There’s no other way to put it. Facebook has been getting “too inspired” from everything Snapchat does and it continues to quickly replicate the features on to its own services. The latest example of this can be seen on Instagram, the photo-sharing app Facebook owns, which on Tuesday introduced Instagram Stories.
Instagram Stories aims to let people share photos and videos that have a life span of no more than 24 hours with friends and people who follow them. It bears a striking resemblance to Snapchat Stories, a photo-sharing format where stories disappear after no more than 24 hours.
The Verge adds:It’s not the first time that Instagram or its parent company has taken a page from Snapchat’s product roadmap. In 2012 Facebook released Poke, an app for sending messages that disappeared after 10 seconds. It never gained much traction, and was shuttered in 2014.

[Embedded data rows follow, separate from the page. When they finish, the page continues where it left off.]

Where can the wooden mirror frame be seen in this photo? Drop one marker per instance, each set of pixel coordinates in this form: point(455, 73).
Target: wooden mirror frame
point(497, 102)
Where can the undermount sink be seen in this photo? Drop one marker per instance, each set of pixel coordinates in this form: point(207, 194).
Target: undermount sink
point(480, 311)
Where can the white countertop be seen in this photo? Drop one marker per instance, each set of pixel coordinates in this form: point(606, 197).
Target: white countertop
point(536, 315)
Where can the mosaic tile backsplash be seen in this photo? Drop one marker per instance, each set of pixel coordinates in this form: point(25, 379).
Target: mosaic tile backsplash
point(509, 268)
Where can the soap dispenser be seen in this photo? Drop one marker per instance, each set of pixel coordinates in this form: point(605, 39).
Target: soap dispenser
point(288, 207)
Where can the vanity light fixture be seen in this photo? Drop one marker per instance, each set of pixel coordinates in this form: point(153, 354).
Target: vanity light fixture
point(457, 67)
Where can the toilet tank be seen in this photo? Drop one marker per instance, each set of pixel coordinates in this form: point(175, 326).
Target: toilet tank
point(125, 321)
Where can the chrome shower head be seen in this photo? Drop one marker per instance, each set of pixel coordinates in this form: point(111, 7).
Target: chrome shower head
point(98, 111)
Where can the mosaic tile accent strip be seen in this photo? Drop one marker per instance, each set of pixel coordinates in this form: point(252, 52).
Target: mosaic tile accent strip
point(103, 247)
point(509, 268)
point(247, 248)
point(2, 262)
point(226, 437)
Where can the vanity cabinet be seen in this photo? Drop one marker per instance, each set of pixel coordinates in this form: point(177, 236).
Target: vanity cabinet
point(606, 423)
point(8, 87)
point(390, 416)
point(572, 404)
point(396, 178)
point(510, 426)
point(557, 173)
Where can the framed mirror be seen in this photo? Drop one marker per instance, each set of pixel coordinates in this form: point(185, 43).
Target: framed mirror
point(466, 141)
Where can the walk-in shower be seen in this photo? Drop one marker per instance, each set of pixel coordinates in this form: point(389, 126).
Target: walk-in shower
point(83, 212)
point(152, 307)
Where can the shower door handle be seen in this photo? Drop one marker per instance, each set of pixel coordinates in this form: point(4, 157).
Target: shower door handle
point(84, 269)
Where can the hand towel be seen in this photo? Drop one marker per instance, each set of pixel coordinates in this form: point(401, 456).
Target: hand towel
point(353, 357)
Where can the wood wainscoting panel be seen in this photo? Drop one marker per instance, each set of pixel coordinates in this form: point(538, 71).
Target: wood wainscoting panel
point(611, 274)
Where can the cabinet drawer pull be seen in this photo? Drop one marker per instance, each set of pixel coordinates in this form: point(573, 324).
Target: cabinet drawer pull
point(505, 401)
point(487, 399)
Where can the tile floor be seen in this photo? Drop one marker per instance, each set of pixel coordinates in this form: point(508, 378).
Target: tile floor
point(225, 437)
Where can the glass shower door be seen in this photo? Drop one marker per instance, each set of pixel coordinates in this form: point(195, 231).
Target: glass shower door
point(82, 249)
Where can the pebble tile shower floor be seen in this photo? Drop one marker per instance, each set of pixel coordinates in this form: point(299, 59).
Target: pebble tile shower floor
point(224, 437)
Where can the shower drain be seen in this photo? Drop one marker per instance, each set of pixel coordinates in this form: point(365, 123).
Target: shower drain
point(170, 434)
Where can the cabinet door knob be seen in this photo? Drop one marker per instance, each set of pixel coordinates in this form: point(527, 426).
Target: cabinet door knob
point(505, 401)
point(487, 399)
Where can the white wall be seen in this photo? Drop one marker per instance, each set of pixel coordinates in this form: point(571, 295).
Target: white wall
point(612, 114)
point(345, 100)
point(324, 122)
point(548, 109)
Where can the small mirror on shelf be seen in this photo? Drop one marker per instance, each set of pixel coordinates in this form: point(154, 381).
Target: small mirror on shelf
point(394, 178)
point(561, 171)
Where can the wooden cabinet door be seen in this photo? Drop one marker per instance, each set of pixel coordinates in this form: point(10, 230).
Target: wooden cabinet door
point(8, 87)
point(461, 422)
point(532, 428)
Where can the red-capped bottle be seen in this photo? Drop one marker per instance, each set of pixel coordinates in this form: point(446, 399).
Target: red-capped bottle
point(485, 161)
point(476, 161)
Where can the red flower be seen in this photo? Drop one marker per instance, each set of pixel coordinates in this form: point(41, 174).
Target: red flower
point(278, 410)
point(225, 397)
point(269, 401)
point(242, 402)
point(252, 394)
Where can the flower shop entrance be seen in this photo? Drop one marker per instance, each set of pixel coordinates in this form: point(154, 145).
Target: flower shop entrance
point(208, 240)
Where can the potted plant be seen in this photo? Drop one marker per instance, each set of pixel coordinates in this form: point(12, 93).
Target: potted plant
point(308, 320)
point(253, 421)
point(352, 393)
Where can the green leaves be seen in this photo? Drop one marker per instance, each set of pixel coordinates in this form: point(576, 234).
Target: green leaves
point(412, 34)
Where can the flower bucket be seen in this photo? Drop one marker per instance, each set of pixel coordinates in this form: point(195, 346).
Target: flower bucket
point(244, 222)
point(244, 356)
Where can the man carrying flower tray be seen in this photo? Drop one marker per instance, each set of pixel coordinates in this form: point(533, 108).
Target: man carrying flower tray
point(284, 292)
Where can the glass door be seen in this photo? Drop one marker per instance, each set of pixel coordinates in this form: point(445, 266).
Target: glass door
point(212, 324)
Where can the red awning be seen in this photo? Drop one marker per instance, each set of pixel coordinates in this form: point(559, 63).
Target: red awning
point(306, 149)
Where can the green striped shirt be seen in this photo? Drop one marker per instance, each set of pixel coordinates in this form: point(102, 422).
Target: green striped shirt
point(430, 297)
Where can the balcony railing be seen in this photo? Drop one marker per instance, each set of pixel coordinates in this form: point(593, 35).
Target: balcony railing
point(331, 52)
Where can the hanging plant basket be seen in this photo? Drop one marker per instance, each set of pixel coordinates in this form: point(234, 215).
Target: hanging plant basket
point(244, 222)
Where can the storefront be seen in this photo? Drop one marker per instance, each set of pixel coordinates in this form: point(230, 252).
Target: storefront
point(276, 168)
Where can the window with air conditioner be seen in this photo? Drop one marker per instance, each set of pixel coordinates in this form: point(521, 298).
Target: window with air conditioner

Later that year Facebook released Slingshot, which required you to send a friend a photo of your own before you could see the photo they had sent you. It fizzled, too. In 2014 Instagram released Bolt, its own ephemeral messenger, which tried to build intimacy by limiting your network to 20 friends. But users stayed away, and Instagram later pulled Bolt from the App Store.
In a bold expansion designed to capture more of users’ everyday photos and videos, Instagram today introduced “stories,” a secondary feed of ephemeral content that is available for only 24 hours from the time of posting. The feature is nearly identical to the central feed in Snapchat, which is also called stories and which helped supercharge the company’s growth rate after it was introduced in 2013. Encouraging users to post more frequently — and more candidly — about their lives, Instagram’s introduction of stories could fundamentally change the nature of an app that has 300 million daily users.
Stories, which rolls out today on Android and iOS, places a new row of circular avatars at the top of your Instagram feed. Each bubble represents an account that you follow on Instagram, and contains every photo and video clip (up to 10 seconds) that they’ve posted to their stories feed within the past day. (The avatars are displayed according to an algorithm that attempts to show your favorite accounts first.) Tap a bubble and their story will open in full screen, advancing automatically with a slick rotating cube effect. Unlike Snapchat, you can tap on the left-hand side of the screen to rewind the feed back to an earlier post.